I am occasionally asked this question. When I explain that I blog to share an idea or experience that might offer a new or different perspective on an issue, the standard responses are a perfunctory "Oh, that's nice" or "sounds like a lot of work." Sometimes people will nod their heads and not say much of anything (translated: I really don't know what you're talking about and/or really don't care).
I'm fine with all of it. And that's because I know my place in the vast expanse of the Internet world. The Internet is changing the way we do business, stay in contact with friends, get our news, and choose products and services. Blogs are like engines--some are huge and produce alot of power, and some are smaller.
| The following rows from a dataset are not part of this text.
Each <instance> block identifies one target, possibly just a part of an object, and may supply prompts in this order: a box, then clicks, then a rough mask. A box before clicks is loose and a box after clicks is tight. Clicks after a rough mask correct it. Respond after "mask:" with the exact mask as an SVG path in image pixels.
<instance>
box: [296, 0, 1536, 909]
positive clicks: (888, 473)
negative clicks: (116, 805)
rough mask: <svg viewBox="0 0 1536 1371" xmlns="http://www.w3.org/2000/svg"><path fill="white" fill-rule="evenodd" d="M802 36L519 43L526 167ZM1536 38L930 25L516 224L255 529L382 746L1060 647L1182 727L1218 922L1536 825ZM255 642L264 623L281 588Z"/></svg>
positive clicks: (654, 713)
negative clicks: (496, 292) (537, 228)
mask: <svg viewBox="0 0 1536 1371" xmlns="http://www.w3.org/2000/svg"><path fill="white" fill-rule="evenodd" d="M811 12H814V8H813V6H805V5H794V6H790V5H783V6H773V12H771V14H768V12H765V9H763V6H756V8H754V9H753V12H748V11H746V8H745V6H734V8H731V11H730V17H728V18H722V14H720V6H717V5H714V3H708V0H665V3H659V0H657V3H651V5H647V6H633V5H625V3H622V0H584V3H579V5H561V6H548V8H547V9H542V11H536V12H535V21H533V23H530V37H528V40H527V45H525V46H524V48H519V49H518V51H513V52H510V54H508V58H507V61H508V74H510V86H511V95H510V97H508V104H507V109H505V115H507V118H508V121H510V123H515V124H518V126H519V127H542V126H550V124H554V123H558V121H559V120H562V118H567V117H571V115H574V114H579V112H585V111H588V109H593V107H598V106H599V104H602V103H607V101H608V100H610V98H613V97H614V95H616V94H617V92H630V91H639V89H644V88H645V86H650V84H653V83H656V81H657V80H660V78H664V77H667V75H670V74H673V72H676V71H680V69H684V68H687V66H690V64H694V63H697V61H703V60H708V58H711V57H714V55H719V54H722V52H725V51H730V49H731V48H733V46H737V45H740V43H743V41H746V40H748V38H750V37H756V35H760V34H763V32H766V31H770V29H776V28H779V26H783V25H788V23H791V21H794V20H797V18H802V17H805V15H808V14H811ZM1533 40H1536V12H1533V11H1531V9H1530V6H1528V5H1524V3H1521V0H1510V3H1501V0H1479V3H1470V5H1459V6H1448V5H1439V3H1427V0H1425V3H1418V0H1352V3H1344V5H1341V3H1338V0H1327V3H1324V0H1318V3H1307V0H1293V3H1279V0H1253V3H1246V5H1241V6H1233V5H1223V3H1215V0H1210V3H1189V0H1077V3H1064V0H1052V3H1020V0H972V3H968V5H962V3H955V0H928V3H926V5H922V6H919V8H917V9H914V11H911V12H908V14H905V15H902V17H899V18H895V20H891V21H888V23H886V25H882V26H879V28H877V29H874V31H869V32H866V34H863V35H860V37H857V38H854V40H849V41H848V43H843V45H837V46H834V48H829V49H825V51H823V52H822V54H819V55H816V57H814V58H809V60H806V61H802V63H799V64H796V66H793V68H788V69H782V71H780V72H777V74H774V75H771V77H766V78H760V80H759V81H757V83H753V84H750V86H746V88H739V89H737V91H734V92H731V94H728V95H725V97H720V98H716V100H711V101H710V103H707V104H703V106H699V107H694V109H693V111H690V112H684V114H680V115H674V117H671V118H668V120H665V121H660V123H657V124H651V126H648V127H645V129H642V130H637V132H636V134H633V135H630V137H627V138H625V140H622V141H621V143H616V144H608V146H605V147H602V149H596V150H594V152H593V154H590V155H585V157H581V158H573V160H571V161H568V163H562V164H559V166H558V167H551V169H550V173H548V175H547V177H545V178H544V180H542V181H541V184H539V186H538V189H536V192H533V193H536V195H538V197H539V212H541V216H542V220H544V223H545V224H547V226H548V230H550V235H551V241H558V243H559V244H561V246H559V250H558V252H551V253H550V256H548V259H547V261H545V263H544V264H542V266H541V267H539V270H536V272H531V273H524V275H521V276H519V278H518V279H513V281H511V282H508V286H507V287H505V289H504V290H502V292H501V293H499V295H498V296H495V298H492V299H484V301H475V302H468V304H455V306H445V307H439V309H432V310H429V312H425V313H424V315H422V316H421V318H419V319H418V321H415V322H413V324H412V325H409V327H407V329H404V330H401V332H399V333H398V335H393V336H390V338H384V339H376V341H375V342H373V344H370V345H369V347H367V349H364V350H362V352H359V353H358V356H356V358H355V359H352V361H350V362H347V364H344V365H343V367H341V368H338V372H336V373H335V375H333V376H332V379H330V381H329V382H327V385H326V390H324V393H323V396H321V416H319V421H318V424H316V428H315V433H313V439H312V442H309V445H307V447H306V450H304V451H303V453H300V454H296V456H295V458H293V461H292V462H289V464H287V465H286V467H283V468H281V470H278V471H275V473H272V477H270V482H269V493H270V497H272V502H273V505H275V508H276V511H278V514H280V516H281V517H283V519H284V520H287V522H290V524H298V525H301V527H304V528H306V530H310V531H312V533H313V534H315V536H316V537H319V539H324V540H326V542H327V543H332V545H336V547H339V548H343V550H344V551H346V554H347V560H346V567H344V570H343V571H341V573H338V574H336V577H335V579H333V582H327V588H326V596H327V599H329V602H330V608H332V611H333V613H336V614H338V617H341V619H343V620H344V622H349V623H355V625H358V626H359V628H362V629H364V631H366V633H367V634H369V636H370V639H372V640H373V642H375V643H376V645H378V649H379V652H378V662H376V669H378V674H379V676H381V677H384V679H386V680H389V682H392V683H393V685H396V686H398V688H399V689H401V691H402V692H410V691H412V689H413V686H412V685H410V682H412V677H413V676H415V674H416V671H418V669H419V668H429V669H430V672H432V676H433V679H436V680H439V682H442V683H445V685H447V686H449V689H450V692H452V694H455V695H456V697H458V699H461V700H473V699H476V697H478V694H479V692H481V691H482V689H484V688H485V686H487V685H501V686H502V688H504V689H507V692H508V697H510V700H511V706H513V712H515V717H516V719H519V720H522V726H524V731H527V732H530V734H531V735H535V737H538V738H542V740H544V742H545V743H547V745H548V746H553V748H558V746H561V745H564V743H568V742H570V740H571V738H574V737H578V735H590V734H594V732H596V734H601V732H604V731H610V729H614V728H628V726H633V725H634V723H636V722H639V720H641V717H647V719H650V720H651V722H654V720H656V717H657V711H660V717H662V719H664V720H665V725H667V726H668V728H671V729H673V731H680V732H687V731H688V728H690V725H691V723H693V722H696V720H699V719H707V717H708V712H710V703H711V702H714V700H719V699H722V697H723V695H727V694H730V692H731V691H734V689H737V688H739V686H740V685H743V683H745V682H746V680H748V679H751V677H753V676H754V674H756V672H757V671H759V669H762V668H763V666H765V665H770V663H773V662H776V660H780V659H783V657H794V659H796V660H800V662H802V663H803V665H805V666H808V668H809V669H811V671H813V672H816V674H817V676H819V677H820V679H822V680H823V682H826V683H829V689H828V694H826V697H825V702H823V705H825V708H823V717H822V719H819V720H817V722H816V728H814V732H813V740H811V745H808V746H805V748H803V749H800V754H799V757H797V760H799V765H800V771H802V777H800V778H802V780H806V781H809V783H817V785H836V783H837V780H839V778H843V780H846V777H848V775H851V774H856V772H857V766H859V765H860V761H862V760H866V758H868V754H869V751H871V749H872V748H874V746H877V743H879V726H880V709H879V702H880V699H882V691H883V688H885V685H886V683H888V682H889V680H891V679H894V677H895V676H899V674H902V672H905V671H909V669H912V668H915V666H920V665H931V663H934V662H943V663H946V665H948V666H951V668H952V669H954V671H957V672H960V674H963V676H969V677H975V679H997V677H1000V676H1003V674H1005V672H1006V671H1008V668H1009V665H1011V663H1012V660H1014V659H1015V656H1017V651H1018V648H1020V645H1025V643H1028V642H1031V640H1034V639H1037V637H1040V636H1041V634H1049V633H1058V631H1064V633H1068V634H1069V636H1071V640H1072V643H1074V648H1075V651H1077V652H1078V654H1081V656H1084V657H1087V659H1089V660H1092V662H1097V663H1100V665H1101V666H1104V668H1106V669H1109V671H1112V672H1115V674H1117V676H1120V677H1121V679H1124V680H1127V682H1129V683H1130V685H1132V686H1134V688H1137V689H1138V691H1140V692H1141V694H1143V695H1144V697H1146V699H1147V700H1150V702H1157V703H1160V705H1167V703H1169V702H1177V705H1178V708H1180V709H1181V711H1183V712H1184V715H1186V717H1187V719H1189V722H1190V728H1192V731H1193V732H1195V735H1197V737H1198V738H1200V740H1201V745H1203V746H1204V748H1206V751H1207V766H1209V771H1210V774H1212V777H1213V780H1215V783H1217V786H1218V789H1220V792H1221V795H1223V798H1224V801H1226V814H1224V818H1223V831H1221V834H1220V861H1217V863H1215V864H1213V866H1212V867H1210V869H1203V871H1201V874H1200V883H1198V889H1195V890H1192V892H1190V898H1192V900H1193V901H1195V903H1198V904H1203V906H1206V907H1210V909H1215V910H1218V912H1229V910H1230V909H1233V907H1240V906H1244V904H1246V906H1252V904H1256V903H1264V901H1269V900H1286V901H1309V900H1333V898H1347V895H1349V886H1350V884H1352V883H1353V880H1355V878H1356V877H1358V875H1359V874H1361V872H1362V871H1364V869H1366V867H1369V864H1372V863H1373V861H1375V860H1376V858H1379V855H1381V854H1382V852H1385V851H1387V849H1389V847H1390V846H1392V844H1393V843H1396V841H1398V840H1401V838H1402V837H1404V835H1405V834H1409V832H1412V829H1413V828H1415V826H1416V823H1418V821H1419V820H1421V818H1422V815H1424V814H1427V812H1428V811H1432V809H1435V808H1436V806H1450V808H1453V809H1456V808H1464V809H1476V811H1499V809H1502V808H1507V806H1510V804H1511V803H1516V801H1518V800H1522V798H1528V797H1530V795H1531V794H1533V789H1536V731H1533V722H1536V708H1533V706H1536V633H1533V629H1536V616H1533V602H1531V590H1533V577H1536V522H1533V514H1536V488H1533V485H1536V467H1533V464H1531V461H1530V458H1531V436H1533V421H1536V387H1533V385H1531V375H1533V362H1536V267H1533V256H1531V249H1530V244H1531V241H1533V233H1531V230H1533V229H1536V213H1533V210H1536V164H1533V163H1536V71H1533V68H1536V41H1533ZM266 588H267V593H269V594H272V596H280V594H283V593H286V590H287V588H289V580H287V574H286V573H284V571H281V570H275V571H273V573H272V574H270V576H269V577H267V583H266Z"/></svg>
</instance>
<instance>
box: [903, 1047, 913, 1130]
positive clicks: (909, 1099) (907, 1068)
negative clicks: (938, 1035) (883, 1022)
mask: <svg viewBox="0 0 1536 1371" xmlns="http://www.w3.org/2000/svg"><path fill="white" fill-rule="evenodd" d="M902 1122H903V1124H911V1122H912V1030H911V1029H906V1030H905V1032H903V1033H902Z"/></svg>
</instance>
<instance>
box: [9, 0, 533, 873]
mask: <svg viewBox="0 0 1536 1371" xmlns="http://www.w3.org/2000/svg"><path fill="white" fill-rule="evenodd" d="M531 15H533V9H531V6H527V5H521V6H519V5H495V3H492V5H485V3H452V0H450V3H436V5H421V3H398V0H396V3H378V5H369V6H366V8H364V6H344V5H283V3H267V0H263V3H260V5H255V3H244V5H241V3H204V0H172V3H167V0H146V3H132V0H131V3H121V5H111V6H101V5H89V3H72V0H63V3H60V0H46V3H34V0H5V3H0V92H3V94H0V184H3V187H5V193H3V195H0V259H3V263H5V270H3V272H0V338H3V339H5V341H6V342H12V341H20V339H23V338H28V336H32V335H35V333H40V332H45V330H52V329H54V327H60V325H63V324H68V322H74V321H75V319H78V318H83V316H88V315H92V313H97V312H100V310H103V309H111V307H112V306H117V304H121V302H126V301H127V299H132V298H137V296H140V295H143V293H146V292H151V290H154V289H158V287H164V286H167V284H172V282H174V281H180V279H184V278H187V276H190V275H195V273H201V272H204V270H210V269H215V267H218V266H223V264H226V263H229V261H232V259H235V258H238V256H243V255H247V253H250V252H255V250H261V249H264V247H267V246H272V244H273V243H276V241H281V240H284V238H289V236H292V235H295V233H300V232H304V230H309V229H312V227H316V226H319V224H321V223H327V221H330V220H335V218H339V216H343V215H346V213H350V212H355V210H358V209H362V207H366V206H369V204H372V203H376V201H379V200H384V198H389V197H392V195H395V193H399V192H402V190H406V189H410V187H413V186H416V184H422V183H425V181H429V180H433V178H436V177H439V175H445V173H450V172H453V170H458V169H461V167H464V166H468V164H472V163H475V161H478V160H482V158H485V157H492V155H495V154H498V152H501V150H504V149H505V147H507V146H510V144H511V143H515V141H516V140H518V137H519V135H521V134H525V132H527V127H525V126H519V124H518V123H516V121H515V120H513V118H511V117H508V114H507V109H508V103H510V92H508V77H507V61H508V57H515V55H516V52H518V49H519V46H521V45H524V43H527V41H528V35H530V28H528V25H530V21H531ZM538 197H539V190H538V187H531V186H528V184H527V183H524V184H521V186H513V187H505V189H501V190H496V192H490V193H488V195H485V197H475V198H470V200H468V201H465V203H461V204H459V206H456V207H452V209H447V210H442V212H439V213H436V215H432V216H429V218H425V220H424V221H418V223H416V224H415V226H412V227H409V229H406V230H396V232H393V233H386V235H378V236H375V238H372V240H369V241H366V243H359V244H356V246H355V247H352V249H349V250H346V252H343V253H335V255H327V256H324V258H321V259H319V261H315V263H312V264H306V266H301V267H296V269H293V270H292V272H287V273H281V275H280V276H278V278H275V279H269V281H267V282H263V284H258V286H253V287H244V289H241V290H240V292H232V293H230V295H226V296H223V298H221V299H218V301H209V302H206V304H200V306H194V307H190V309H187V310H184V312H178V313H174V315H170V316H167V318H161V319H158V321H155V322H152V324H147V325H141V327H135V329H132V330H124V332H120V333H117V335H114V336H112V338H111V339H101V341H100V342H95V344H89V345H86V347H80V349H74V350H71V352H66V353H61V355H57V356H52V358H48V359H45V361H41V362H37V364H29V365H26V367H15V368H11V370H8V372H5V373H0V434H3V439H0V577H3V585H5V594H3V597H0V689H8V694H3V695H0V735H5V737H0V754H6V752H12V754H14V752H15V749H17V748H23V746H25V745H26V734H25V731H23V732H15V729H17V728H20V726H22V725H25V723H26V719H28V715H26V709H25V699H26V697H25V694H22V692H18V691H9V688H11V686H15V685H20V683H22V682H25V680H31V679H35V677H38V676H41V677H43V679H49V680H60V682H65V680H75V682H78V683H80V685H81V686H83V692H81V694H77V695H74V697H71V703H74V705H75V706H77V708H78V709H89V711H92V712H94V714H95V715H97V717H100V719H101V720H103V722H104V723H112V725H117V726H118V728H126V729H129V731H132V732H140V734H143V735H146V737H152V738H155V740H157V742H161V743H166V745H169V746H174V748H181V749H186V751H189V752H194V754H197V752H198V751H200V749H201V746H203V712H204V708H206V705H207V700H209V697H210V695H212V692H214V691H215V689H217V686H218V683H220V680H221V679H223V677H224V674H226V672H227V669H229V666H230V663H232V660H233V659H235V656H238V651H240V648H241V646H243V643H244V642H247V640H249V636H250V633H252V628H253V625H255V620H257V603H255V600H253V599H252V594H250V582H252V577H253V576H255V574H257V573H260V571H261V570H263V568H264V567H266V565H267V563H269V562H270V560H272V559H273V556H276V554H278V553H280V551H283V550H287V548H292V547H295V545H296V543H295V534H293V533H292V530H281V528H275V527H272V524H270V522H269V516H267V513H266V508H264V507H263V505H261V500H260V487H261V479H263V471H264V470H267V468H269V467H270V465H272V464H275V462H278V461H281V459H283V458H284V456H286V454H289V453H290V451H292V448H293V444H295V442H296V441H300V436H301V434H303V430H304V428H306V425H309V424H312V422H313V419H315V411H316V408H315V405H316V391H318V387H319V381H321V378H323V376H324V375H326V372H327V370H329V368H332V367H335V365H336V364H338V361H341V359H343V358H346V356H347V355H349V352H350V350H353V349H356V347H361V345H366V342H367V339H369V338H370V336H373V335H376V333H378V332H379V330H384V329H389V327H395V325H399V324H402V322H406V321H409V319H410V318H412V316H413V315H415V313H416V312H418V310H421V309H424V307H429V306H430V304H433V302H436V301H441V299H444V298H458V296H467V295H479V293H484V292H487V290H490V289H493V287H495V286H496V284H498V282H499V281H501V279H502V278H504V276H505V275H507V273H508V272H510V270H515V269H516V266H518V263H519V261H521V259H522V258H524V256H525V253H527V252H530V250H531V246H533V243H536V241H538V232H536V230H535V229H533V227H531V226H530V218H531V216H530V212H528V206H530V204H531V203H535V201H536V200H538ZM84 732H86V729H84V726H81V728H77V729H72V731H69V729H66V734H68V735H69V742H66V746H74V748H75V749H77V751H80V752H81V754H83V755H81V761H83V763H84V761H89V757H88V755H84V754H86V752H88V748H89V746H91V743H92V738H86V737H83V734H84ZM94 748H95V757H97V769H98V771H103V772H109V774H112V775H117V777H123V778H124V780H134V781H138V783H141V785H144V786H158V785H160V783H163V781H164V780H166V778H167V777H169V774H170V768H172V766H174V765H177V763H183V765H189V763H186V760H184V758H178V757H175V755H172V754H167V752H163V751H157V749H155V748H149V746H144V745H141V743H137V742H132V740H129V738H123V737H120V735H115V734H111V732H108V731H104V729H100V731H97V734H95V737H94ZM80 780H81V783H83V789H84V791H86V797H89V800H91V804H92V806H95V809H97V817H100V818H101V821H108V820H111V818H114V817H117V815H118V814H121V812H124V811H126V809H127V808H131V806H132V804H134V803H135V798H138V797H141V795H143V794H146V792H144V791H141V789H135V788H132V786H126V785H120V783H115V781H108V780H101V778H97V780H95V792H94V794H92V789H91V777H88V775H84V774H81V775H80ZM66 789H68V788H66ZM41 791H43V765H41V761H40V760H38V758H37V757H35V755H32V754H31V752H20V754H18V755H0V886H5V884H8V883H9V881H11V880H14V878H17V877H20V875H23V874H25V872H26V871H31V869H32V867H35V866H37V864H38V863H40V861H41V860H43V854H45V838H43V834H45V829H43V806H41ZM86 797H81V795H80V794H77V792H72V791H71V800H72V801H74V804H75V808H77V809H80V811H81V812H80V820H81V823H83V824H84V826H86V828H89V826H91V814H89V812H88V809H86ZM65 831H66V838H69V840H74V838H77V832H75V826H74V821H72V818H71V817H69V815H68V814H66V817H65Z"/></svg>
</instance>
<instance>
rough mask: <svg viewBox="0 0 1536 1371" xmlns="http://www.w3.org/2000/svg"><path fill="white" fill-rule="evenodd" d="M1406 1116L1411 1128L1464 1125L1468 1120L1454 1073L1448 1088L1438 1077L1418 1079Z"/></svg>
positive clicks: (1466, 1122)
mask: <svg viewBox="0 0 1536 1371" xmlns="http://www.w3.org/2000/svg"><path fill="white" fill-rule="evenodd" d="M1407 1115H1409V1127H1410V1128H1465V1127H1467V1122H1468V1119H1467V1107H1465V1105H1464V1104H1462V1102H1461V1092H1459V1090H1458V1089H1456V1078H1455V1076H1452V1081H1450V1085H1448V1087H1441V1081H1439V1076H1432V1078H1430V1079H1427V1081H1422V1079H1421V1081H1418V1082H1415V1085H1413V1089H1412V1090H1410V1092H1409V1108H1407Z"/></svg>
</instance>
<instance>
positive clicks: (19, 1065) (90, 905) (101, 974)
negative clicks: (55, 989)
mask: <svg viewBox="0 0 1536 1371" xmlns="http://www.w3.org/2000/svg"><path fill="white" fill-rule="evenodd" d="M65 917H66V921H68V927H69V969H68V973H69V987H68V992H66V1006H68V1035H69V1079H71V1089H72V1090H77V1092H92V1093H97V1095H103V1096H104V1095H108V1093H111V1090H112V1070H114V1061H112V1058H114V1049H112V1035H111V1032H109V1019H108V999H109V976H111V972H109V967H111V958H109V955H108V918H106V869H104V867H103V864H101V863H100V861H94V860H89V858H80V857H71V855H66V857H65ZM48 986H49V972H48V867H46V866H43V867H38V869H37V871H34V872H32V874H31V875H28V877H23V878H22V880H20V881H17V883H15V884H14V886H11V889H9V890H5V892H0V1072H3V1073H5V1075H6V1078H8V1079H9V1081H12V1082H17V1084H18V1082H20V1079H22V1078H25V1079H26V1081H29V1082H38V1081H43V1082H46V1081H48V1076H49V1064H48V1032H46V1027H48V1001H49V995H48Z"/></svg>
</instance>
I liken my blog to a little 5 hp engine that sits in the corner of the garage and hopefully starts on the first pull and cranks out some work each week.
Recently I was thinking about the lessons I've learned in over 20 years as a trial lawyer who represents people injured in all sorts of preventable calamities. The biggest lesson: that people who are hurt the worst generally complain the least. Many have fought back from ground zero: comas, brain injuries, learning to walk and talk and read again. It's amazing what they learn to celebrate and appreciate, like learning to feed or dress themselves again. Suprisingly, they are hardly ever as angry or bitter as I expect them to be. I'm no psychologist but I can only generally observe that the survival mechanism of simply fighting and clawing to get back what was lost leaves little time or energy for bitterness. And any anger tends to be compartmentalized.
I've seen this phenomenon over and over again. It is counterintuitive to how accident victims are commonly portrayed by those seeking limits on lawsuits. These victims are often painted as opportunists who are exaggerating their losses and looking to cash in on some "litigation lottery." There are lots of reasons for this belief, which I've written about previously here and here, but the root causes are insurance industry propaganda and our profession's own self inflicted wounds.
It's truly a shame, because it's yet another example of perception not squaring with reality when it comes to things like lawsuits. And if this blog helps to give certain groups a voice or set a story straight, it's worth firing up the little engine.